Baby corn is an immature ear of corn, usually less than 3 inches in length. It is harvested after 40 to 45 days of growth. It is usually canned in water or a pickling solution and is meant to be eaten whole. It is commonly used as a garnish, an addition to salads, an hors d'oeuvre, or as an ingredient in side dishes. Baby corn may also be referred to as cocktail corn.


Popcorn is a special variety of dried corn that pops open when heated, producing puffs of corn that are eaten as a snack. About 14% of the composition of the kernel is water, which creates steam when the kernel is heated. This causes the popcorn kernels to explode and pop open because the steam cannot escape. Popcorn is very nutritious when eaten plain but much less so when butter, excess salt, and other toppings are added to provide extra flavor.
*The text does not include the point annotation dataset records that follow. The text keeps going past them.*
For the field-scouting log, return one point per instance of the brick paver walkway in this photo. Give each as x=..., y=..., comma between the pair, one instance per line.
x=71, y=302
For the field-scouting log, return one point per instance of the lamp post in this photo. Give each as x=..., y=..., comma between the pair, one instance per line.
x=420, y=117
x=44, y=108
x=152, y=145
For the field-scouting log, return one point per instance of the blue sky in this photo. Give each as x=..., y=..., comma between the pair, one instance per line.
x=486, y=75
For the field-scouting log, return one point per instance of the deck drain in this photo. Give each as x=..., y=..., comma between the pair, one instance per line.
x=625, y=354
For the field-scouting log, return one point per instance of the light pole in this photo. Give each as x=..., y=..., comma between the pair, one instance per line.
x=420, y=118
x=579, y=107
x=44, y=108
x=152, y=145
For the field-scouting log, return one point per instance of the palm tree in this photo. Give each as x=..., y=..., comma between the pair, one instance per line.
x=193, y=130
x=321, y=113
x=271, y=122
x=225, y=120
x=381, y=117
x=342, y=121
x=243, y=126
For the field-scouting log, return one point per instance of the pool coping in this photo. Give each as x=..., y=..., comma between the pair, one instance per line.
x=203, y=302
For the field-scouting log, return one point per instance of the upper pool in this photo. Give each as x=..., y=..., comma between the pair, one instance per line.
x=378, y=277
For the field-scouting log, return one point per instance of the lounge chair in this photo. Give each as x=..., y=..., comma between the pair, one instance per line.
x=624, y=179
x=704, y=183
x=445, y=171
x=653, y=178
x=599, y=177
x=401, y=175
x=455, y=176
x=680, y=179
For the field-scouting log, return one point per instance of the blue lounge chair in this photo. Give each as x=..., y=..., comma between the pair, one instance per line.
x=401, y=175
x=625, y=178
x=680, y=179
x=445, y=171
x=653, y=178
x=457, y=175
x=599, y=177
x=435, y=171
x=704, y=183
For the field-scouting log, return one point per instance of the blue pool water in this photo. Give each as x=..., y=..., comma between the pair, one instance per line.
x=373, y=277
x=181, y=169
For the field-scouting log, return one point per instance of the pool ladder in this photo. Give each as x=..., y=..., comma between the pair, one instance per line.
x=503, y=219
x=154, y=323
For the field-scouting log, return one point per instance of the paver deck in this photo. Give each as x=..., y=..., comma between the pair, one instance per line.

White Popcorn and Yellow Popcorn

Corn Chips

Corn chips are a snack food made from corn and flour that are shaped then baked or deep-fat fried to create a crispy chip, similar to a potato chip. Corn chips are produced in a variety of flavors, colors, and textures. Fried corn chips generally contain more calories and fat than baked versions, which are becoming increasingly popular. Other low-fat and low-sodium versions are also popular, because of the increasing interest in healthy eating. Corn chips are generally eaten as a snack with salsa or melted cheese, or as an accompaniment for sandwiches, soups, and stews.

Corn Pasta

Corn pasta is produced from corn flour and is a type of pasta that is wheat and gluten free, which is beneficial for consumers who are wheat and gluten intolerant. Corn pasta has a bright yellow color and provides a flavorful corn taste, but the texture is slightly grainier than pasta made from wheat flour. Several shapes of corn pasta are available, including spaghetti, elbow macaroni, and rotelli.

Corn Oil

Corn oil is extracted from the germ of the corn kernel. Refined corn oil is one of the best oils for frying, because it has a high smoke point. It has a light golden color and is almost tasteless and odorless, so it's a good choice for baking. It's widely used as a salad oil, and it's also the main ingredient in the production of margarine. Corn oil is high in polyunsaturated fat and monounsaturated fat, so it's healthier to use than oils with higher levels of saturated fat.

Corn Syrup

Corn syrup is a food sweetener processed from cornstarch. It is very sweet and the consistency is thick and sticky. It is commercially produced in both light and dark varieties. Light corn syrup is clarified, which gives it a clear appearance. Dark corn syrup is flavored with caramel, which gives it a sweeter taste and a deeper color. Both light and dark corn syrups are commonly used for preparing numerous candies and desserts.

Light Corn Syrup and Dark Corn Syrup

Decorative Corn

Decorative corn (flint corn) consists of colorful arrays of hard kernels that are grown mainly for their decorative appeal. The decorative ears are often referred to as "Indian corn" and contain kernels of vibrant colors ranging from yellow, orange, and red to blue, purple, and black. Decorative corn is often used for seasonal displays during the months following the harvesting of corn crops, and it's also ground into meal for use as a food product.

Other Corn Products

Other edible products made from corn include cereals; other snacks made from corn, such as corn nuts and roasted sweet corn kernels; and beverages, including soft drinks and alcoholic drinks.